Coach Koulikov denies Phantoms were Flat !

Despite increasing negativity from the Phantoms fanbase after Saturday’s home defeat to Sheffield Steeldogs, coach Slava Koulikov refuses to accept that his team were in anyway flat and insists that there is no reason for fans to get stressed over current form.

“We were not flat. In the first period we were pretty good, we had a lot of energy and Steeldogs were on the back foot and the second period was pretty even. We are a team that will compete for everything and we are not going to lay down. Our play was gritty and we never backed out of the play and we didn’t back down from the physical hits nor the physical play”.

Its a view that seems to have few backers among the fans who witnessed another frustrating home defeat but they may be even more concerned to hear that the Phantoms coach feels that a more exciting “cut and thrust” style of hockey is simply not going to happen with the current team. “We simply don’t have cut and thrust on this team ! We lost four of five top end guys so we know what the picture of this team is”.

That may prove to be a view that dissenting voices find difficult to comprehend. The only forwards the club lost over the Summer were Pliskauskas, Jamieson, Salem and Griffiths, none of whom played with any great “cut and thrust”, none of whom racked up anything like a decent points return with a combined contribution of two goals per game between them and their replacements would surely promise more “cut and thrust” via Petr Stepanek and Corey McEwen alone.

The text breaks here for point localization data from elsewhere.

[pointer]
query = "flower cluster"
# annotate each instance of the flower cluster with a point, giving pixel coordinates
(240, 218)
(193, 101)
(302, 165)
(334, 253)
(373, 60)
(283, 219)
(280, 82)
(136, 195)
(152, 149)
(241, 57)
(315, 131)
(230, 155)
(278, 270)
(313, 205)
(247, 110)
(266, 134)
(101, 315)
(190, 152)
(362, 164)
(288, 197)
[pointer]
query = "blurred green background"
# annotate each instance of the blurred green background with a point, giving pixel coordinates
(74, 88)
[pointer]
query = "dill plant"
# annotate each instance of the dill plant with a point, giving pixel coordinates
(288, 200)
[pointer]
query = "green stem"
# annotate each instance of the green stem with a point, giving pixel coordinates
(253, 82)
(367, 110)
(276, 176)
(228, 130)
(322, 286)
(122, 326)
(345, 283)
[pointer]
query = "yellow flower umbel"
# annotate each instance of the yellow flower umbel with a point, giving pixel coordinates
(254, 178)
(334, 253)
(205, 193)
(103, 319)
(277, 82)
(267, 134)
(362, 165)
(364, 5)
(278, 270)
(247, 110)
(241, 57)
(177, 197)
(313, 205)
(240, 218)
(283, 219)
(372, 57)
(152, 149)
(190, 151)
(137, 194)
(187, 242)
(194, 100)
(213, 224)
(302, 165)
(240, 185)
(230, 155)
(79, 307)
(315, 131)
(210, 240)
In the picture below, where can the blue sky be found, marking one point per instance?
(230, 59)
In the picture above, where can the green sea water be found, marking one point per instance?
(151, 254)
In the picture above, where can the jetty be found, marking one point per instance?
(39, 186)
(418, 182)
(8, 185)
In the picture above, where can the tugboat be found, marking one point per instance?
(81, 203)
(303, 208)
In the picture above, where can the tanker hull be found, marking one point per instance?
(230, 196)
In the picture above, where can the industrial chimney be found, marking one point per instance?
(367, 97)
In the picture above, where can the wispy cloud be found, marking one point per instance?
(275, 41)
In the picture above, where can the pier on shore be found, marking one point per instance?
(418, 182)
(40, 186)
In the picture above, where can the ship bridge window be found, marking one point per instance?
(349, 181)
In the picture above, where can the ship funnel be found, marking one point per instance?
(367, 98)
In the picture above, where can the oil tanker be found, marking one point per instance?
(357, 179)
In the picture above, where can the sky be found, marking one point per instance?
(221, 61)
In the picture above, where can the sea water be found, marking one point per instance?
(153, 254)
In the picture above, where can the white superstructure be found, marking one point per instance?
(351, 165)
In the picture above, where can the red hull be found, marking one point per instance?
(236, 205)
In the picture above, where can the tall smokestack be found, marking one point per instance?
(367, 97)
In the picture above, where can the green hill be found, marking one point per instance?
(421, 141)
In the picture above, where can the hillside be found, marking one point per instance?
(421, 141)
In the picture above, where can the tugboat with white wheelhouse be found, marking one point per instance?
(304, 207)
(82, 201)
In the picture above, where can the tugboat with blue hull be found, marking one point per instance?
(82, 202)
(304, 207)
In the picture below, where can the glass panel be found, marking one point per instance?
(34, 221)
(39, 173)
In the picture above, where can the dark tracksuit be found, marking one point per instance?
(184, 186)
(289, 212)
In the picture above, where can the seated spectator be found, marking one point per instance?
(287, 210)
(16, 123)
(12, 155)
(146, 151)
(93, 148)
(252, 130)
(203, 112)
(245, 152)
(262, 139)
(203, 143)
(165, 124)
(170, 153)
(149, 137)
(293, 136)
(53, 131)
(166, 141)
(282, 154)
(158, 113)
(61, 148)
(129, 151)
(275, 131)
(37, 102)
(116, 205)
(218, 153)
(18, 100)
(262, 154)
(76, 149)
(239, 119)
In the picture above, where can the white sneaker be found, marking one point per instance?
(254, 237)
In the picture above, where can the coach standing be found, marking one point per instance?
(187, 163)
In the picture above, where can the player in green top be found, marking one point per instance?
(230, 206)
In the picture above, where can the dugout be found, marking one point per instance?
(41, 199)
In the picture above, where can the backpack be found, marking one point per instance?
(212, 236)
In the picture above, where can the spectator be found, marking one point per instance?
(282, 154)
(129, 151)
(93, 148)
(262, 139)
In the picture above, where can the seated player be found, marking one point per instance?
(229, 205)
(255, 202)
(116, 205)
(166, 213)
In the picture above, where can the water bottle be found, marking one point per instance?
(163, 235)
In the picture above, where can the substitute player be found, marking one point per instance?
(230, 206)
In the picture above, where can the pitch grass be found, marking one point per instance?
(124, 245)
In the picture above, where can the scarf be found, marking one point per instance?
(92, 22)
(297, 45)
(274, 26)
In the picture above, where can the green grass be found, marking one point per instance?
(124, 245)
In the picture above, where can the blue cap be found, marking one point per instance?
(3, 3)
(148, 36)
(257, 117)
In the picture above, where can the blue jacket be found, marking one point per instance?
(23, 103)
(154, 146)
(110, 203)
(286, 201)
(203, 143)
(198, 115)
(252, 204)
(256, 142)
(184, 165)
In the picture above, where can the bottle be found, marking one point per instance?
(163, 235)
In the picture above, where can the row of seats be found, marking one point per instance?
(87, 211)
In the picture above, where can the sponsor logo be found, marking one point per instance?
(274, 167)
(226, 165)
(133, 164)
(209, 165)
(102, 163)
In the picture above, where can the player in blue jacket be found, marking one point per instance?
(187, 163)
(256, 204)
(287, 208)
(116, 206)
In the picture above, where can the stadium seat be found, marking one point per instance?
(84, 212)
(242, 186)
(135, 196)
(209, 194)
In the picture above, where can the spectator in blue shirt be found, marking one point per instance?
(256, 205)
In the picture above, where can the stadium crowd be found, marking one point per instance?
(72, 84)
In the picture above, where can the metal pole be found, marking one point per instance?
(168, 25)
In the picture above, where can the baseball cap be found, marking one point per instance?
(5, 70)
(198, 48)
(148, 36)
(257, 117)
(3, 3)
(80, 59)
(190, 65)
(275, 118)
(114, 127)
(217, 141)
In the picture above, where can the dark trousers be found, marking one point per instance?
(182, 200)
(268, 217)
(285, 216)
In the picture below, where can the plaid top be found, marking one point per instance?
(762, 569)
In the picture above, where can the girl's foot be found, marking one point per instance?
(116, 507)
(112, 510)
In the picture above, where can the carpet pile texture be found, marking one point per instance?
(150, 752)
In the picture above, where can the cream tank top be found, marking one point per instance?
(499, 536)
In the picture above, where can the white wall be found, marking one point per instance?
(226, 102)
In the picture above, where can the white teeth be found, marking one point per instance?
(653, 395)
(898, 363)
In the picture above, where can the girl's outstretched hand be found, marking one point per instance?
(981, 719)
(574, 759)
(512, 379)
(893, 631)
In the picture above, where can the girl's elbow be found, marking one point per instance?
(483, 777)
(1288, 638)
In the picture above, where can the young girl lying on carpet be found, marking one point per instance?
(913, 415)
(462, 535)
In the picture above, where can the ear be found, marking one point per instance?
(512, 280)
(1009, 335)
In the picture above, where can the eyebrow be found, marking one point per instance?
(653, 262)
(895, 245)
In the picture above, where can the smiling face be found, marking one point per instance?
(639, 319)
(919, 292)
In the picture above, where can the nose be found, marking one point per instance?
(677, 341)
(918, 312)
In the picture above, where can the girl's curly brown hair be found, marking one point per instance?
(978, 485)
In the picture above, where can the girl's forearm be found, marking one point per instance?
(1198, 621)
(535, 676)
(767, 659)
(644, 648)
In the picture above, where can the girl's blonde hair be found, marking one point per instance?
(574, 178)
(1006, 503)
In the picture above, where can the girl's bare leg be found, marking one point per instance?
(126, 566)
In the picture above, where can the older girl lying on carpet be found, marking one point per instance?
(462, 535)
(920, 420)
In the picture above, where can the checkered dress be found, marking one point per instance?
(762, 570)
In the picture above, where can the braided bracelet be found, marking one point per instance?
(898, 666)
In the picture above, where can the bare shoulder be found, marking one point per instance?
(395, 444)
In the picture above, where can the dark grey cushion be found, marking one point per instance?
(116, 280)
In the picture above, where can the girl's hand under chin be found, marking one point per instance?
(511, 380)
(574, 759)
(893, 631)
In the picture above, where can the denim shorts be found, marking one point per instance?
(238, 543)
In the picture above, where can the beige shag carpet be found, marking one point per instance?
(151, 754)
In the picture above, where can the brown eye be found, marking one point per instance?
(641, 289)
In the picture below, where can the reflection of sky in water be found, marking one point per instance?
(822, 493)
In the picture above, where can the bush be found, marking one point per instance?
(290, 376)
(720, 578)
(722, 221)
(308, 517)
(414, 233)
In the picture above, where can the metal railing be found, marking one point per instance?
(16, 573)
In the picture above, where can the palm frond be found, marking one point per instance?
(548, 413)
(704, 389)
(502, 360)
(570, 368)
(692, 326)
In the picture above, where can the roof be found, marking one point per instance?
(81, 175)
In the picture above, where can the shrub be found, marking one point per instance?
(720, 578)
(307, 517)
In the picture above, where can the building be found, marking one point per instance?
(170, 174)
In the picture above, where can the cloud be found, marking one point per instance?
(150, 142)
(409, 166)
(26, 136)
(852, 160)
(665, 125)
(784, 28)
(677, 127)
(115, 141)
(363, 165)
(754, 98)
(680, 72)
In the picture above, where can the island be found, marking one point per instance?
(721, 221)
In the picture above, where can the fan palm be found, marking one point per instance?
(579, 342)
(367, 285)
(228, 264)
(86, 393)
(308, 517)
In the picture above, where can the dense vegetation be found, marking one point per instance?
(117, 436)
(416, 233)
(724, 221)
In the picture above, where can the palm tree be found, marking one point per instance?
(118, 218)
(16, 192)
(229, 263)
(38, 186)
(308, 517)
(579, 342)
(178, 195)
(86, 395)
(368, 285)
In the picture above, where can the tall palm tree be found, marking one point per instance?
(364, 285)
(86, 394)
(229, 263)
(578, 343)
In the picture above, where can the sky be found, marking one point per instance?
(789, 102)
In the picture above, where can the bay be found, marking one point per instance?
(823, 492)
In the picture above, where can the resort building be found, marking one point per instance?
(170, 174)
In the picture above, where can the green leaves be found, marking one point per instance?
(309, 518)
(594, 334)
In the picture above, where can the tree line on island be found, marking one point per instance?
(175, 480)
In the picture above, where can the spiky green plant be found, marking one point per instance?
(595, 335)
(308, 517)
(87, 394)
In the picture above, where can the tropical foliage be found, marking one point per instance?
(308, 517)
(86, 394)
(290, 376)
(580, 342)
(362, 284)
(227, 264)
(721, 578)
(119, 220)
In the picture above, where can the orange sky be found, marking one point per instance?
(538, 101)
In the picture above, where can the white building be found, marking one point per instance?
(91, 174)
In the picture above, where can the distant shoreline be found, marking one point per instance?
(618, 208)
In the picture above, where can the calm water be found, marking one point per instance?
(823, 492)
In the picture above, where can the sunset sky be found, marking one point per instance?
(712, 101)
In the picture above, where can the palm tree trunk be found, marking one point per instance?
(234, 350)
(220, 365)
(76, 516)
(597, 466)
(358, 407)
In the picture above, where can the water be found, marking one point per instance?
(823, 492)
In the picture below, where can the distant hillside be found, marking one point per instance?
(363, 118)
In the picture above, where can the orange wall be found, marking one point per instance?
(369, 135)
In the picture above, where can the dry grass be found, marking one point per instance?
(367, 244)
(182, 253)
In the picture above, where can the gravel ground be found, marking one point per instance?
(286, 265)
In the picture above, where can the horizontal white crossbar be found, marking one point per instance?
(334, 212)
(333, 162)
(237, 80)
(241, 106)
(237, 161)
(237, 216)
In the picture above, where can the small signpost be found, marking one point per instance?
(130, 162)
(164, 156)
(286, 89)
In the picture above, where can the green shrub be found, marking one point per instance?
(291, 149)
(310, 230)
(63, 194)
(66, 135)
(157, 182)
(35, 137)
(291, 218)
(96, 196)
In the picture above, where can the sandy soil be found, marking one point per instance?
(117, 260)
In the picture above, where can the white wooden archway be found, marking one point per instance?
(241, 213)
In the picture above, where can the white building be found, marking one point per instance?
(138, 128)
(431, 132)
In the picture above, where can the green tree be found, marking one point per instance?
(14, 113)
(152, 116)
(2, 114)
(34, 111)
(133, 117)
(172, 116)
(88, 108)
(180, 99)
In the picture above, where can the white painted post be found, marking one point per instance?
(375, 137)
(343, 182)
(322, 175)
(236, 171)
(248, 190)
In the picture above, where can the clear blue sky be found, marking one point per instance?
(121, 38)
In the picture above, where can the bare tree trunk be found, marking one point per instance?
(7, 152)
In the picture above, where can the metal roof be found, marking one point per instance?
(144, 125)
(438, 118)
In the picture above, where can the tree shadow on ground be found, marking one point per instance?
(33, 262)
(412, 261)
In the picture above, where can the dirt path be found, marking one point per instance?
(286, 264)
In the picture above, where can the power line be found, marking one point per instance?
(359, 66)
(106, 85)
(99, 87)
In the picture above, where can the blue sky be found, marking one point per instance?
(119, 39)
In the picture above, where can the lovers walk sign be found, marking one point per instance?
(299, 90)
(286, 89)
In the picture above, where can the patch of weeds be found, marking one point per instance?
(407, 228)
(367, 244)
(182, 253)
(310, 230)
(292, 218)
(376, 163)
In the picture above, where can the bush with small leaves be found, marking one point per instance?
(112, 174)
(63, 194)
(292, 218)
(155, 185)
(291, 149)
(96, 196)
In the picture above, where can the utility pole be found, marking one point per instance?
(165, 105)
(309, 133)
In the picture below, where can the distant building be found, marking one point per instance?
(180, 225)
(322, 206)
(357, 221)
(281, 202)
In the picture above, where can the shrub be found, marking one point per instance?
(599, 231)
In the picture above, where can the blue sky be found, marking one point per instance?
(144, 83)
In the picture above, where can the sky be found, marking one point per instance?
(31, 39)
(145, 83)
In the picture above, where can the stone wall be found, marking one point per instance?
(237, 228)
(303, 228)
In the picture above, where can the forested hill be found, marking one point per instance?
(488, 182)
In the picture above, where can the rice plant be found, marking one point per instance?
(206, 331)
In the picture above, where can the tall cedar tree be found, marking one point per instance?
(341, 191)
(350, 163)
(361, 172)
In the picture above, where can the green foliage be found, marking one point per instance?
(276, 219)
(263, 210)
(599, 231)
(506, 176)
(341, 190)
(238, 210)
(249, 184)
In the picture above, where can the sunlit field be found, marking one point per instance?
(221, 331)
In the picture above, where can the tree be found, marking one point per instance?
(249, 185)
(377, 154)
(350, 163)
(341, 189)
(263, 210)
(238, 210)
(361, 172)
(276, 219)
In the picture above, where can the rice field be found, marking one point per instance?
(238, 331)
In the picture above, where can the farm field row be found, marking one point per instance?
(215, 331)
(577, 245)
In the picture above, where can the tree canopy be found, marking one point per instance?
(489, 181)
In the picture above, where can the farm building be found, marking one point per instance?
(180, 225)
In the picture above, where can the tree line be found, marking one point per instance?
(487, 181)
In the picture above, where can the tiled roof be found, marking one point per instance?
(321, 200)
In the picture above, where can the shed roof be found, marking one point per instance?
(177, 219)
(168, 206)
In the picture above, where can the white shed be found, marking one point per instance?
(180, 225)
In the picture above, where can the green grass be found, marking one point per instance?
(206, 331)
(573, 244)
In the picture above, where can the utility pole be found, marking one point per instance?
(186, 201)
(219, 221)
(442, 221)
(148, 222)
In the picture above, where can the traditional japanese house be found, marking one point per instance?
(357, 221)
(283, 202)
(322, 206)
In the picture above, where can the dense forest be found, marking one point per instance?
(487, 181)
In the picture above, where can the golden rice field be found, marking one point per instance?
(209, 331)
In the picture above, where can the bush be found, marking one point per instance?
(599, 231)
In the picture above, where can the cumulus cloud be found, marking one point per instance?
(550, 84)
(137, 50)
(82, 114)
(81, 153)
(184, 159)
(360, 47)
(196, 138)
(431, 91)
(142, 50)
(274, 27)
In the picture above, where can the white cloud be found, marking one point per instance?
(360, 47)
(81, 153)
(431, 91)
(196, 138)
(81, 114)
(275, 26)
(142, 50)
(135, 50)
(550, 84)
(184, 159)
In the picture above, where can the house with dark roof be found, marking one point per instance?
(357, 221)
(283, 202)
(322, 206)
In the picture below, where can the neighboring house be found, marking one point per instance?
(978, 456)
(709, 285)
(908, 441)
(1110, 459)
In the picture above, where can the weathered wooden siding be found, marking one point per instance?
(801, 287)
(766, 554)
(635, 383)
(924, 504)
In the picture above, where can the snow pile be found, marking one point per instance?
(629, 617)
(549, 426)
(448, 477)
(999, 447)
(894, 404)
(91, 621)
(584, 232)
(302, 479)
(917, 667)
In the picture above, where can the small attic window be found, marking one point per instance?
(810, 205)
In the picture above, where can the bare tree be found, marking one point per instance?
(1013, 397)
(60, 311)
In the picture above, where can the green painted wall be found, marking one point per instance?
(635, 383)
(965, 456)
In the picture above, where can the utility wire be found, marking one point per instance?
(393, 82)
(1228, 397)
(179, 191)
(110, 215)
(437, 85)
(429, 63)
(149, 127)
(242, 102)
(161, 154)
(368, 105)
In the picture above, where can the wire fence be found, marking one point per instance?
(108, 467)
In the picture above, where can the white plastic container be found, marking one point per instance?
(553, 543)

Coach Koulikov rightly points out that our goals against record is decent and in line with aspirations at around two goals per game but knows that we have to produce more at the other end. “We need to get goals and sometimes you have to get them not from pretty plays but from just making things happen and getting dirty in front of the net and picking up the secondary pucks around there. How are we going to achieve that ? Well we are working on practices and our powerplays were working very well at the start of the season but over the last three games we can’t get anything out of it so that’s something we need to look at too”

“We shouldn’t get stressed about things not going right. Both games we’ve lost at home could easily have been our games”.

So …… are there real grounds for concern here ?

Facts are that neither Romford nor Sheffield are lightweight teams this season. Both teams currently rank #1 in their divisions and both will prove tough challenges for any team. Slava is also right to point out that the statistical breakdown of both recent home defeats would suggest that Phantoms should have won both games and that is far more encouraging than if the same statistics suggested we were being dominated and outplayed. It is clearly all about execution and conversion of the chances we create and if that improves then the solid defensive foundation we have should combine to deliver positive results.

However ………

There is a real issue and a worrying issue of an already dwindling fanbase struggling to hold on to what they are seeing on the ice. Slava may have the technical and tactical expertise to explain and make sense of what he is seeing but the fans are genuinely struggling and that could add up to very real problems going forward.

To many of the fans, the hockey they are watching is boring and lacking in the pride, the passion, the determination, the cut and thrust and all that they expect to see, particularly on home ice. Even if the fans are “wrong” in the eyes of club officials, those views have to be taken very seriously by both them and the coaching team because if fans vote with their feet than we ALL lose ….. whether they were right, wrong, confused, uneducated is all completely irrelevant.

I’ve posed the question for many seasons now, are we REALLY playing the right game for taking advantage of our home ice …… small rink, poor ice, occasionally hostile atmosphere ? Is it not the case that visiting teams are wrapping us up at Bretton simply by rolling their sleeves up and outworking and out muscling us using precisely the style of hockey that used to make Bretton a fortress ? Do we need to at least have a plan B for when we can’t “out play” the visitors ….. a plan B that delivers a greater reliance on intensity and physical play rather than neat passing plays ? Does the very real need to improve home gate receipts make a more entertaining style of hockey a greater priority ….. a style that ALL fans can appreciate and enjoy rather than just the hockey die-hards who might possibly make sense of it all ?

My message to frustrated fans would be to continue to make known your concerns and frustrations because whether the club and players enjoy seeing them or not, they are very important but …… stick with YOUR team. Things are not as we want them at the moment but don’t walk away because walking away doesn’t threaten the positions of coaches and players, it threatens the future of YOUR hockey club.

When your family members are struggling, you don’t walk away ….. you get behind them and support them. We can’t complain that the commitment is lacking on the ice unless we demonstrate that our commitment to back them remains strong off the ice. It isn’t easy, it isn’t even enjoyable at the moment but tough it out and give the team the best possible chance to pull through and power out of this bad patch.

If that doesn’t work then we should expect changes …… in whatever form they may take.